Rocky Mountain National Park has changed since I visited fifteen years ago, when I was shocked but not killed by lightning. Sheeps Lake, without any pine beetles (credit NPS): Currently, the NPS advises campers that two campgrounds look extremely different than they have in the past, and in one, the majority of trees have been killed. Mortality of lodgepole pine trees is approaching 100% in Rocky Mountain National Park (see Herbert Frost paragraph for link). The lodgepole takes 100 to 150 years to reach maturity, and the beetles prefer to nest in older trees, so expect the park to remain this way for a number of years.
And now for the postage-stamp-costing* question: why is the Senate Subcommittee traveling to Rocky Mountain National Park? Note that I chose "postage stamp" because the CBO has estimated the cost of enacting landmark cap & trade legislation to be a postage stamp per day (pdf). To answer that question, I looked at the past writings and speeches by the people who will be testifying to Senators McCain and Udall.
Herbert Frost, an associate director of the NPS, recently testified to Congress about the pine beetle epidemic (pdf).
Alice Madden, a former Democratic leader in state government, is lauded as a climate warrior and praised by ThinkProgress.
Stephen Saunders founded the Rocky Mountain Climate Organization, which appears to be cast in the same mold as the Sierra Club and Natural Resources Defense Council.
However, the most interesting witness might be David Schimel, who has written extensively on carbon emissions and carbon sinks.
This is great news for John McCain's ego! Since losing the presidential bid, he's been skeptical of any climate change legislation, whining to Roll Call that
none of the principal Democratic negotiators on climate change has reached out to him. He noted he is working, as he did last year, with Sen. Joe Lieberman (ID-Conn.) on a climate change bill. "I have not lost my zeal to reduce greenhouse gas emissions," he said. "But I don’t think [Democratic leaders] have any Republicans."

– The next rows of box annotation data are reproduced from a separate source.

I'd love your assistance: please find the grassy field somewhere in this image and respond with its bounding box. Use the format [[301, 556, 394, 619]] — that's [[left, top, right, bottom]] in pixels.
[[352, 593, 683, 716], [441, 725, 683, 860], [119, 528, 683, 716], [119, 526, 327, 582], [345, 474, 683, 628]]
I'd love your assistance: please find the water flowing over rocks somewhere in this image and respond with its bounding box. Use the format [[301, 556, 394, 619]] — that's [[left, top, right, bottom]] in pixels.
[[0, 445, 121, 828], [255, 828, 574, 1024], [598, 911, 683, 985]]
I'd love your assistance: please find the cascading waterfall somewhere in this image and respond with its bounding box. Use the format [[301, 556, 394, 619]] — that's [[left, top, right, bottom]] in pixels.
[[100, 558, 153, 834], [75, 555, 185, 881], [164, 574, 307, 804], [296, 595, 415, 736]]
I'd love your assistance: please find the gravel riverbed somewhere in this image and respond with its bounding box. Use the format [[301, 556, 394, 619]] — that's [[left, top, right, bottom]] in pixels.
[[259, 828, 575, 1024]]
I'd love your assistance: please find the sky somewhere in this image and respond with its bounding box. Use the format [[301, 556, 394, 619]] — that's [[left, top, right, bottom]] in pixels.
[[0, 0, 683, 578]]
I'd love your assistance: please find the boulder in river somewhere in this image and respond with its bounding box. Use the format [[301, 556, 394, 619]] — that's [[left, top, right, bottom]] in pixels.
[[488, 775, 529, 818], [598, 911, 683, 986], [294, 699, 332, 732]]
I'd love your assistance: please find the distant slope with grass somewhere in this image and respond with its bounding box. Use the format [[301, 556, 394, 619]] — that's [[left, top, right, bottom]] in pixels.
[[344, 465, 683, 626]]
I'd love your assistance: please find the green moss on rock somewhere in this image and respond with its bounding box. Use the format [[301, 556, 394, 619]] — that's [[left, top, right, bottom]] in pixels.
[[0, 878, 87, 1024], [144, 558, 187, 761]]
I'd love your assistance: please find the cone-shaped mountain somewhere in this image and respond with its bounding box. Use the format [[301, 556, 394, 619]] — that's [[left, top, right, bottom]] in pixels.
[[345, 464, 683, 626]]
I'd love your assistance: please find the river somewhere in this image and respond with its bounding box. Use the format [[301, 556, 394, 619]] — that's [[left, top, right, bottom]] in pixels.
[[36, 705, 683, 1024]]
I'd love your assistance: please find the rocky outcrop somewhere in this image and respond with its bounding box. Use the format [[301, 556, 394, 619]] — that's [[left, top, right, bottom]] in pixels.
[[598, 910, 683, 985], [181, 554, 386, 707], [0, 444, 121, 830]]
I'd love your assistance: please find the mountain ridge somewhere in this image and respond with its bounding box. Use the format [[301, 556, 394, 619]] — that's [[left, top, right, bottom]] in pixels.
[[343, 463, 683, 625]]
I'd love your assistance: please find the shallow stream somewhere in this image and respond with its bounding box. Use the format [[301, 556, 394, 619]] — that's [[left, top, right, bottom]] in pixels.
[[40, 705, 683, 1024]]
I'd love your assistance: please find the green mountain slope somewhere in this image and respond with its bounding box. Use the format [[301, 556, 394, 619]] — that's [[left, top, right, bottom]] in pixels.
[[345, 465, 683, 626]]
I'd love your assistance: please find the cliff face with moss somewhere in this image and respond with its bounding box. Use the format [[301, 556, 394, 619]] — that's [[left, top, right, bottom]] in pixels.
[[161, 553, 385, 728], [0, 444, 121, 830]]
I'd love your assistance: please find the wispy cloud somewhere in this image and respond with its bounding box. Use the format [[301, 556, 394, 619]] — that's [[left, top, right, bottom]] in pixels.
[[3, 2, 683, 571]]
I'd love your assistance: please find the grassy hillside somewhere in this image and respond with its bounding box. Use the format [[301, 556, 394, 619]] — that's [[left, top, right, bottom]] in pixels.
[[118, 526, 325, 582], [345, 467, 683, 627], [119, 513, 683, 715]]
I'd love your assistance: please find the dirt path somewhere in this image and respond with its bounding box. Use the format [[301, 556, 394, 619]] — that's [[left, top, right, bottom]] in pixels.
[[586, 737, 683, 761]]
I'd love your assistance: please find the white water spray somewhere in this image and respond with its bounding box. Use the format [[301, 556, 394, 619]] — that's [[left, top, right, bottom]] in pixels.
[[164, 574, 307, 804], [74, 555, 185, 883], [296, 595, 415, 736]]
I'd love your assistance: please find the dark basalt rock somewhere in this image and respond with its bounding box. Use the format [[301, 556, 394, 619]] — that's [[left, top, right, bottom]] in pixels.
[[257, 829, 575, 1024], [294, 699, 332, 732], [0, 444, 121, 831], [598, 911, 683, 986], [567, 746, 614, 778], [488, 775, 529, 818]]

Now, not only is Mark Udall reaching out to him, he's taking him on a guided tour of one of the most beautiful, yet wounded parts of our country, and he's scheduled witnesses who will uniformly speak out in favor of the need for significant climate change legislation. That legislation, the American Clean Energy & Security Act (ACES, aka cap & trade, aka Waxman-Markey) will be taken up this fall. If you're in the neighborhood and interested in following progress on both the pine beetle and the planet, please attend this Monday, 8/24/09, in Estes Park, Colorado.